5 Fehler beim Networking

Kontakte zu knüpfen und Netzwerke aufzubauen, kann sowohl für die berufliche als auch die private Zukunft wichtig und vorteilhaft sein. Wer gut mit anderen vernetzt ist, hat es schließlich leichter, wenn es um Projekte, Aufträge, die Suche nach Fachkräften, die eigene Karriere oder schlicht den Austausch mit Kollegen geht. Doch das Netzwerken, neudeutsch auch Networking genannt, sollte nicht nur auf den eigenen Vorteil ausgelegt sein.

5 Fehler beim Networking

Vielmehr sollten die anderen ebenfalls einen Nutzen davon haben.

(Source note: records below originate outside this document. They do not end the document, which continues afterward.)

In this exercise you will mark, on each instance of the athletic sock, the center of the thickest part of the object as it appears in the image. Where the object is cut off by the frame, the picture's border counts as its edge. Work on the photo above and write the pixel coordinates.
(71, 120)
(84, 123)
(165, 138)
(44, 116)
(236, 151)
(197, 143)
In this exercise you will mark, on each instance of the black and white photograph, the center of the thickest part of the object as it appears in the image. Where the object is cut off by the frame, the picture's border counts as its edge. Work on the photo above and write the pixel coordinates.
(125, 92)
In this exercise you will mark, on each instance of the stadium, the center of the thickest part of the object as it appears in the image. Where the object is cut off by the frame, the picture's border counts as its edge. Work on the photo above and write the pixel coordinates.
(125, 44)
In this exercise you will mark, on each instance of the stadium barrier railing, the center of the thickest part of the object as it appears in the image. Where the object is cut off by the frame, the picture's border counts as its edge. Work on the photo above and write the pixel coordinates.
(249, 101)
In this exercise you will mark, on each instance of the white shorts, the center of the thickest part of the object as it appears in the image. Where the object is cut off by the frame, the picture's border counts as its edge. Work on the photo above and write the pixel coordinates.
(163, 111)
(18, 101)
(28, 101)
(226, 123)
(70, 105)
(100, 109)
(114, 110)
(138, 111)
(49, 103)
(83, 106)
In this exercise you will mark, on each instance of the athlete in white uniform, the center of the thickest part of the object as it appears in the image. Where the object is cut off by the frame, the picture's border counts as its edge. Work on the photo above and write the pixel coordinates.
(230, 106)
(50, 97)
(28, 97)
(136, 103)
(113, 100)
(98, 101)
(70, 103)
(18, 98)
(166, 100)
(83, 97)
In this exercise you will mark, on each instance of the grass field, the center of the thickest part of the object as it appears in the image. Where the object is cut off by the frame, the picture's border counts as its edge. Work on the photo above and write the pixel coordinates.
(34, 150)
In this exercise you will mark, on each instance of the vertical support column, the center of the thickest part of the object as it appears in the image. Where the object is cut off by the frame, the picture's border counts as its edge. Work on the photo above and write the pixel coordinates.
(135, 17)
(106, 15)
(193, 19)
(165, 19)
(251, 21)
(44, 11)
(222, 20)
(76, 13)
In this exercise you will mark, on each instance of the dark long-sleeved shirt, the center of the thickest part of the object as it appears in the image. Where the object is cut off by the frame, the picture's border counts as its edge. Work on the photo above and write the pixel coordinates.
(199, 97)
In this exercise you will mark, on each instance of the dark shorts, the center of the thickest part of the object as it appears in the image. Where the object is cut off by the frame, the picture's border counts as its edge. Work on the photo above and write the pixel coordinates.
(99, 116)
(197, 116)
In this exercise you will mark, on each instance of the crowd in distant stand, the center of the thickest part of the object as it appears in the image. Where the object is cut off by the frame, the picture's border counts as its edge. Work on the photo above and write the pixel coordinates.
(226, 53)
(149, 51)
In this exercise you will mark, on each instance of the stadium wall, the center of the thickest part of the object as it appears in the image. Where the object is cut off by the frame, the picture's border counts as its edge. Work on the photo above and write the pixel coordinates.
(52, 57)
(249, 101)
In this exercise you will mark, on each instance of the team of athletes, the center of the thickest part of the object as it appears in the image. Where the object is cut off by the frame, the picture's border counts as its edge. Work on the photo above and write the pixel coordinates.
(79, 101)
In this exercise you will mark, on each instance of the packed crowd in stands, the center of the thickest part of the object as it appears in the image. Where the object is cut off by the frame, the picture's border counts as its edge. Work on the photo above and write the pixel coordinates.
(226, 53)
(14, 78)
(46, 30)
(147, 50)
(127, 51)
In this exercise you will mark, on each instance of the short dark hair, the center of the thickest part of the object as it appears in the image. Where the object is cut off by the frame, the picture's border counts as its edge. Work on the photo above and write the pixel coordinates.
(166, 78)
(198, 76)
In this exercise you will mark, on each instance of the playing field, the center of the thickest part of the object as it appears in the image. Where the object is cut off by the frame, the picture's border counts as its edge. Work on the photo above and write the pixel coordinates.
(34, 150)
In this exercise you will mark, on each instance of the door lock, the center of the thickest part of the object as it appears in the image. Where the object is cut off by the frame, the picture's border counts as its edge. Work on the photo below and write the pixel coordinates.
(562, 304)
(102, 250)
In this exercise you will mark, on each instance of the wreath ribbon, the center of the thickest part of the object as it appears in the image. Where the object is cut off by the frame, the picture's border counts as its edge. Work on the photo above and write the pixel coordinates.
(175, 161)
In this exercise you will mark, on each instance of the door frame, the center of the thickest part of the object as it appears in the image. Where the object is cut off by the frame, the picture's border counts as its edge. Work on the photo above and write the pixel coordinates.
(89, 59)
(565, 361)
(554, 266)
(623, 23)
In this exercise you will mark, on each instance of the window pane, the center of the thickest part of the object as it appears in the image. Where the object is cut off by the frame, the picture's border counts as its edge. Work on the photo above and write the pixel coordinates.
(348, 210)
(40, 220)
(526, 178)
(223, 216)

Außerdem ist es oft gar nicht so einfach, die richtigen Leute kennenzulernen. Und auch das Knüpfen der Kontakte kann eine Herausforderung sein. Wer zu zurückhaltend ist, hat schließlich genauso schlechte Karten wie jemand, der zu aufdringlich oder gar nervig rüberkommt.

Wie also geht es richtig? Wir nennen fünf Fehler beim Networking und erklären, wie sie sich vermeiden lassen!

Fehler Nr. 1: Schlechte Vorbereitung

Es kommt recht oft vor, dass jemand neue Kontakte knüpfen möchte, sich auf das erste Gespräch aber gar nicht oder zu wenig vorbereitet. Zwar ist nicht ausgeschlossen, dass die Chemie zwischen den beiden Gesprächspartnern sofort stimmt und sich beide stundenlang austauschen könnten.

Weit häufiger passiert es aber, dass recht schnell Pausen entstehen, die das Gespräch ins Stocken bringen und anschließend eher unangenehm auslaufen lassen. Eine gute Vorbereitung kann solche Szenarien vermeiden.

Nahezu unerlässlich ist die Vorbereitung bei geschäftlichen Veranstaltungen, bei denen es gezielt darum geht, Networking zu betreiben. Hier macht es Sinn, sich im Vorfeld zu erkundigen, wer an der Veranstaltung teilnehmen wird und mit wem davon Gespräche geführt werden sollen.

Auf dieser Basis ist es möglich, sich über die potenziellen Gesprächspartner zu informieren und sich ein paar Fragen zurechtzulegen.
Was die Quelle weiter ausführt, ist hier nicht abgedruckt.